Pero la mejor de todas viene un poco después, con esa media cuaderna del gran Lorenzo
Segura de Astorga bajo la que se nos cuenta el mejor cuento del libro. La
descripción de la música que toca Raimundo merece figurar en la mejor antología
de prosa modernista, y el motivo por el que interpreta tan bien, en la mejor
antología de la literatura de humor, y, por qué no, de la literatura erótica.
Teniendo en cuenta que El
mayorazgo de Labraz es posterior a Camino
de perfección, uno tiende a pensar que el manierismo modernista convivía
con un nuevo rumbo, más dostoievskiano, menos cargado de pedrería literaria, de
alardes de estilo y de imaginación libresca.

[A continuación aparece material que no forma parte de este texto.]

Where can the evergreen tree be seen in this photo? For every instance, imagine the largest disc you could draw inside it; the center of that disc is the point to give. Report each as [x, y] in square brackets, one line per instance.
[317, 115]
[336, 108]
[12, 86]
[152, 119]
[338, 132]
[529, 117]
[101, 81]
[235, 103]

Pero la realidad es que, con sus
reajustes estilísticos, Baroja ya no perdería, sobre todo para sus novelas
históricas, esta concepción folletinesca de la narración. Lo único que haría es
depurarla de tópicos librescos ajenos y rellenarla con los propios, que en esta
novela tienen un papel secundario. El mejor, el más barojiano, seguramente sea
el narrador, Bothwell. Ese pintor era la distancia desde la que Baroja mira los
personajes. Su carácter quijotesco ya está empapado de ternura barojiana, con todo
el espíritu de aquel José Stattford Gibson que inspiró el magnífico cuento de
Ricardo Baroja, y que tanto me ha hecho imaginar a mí.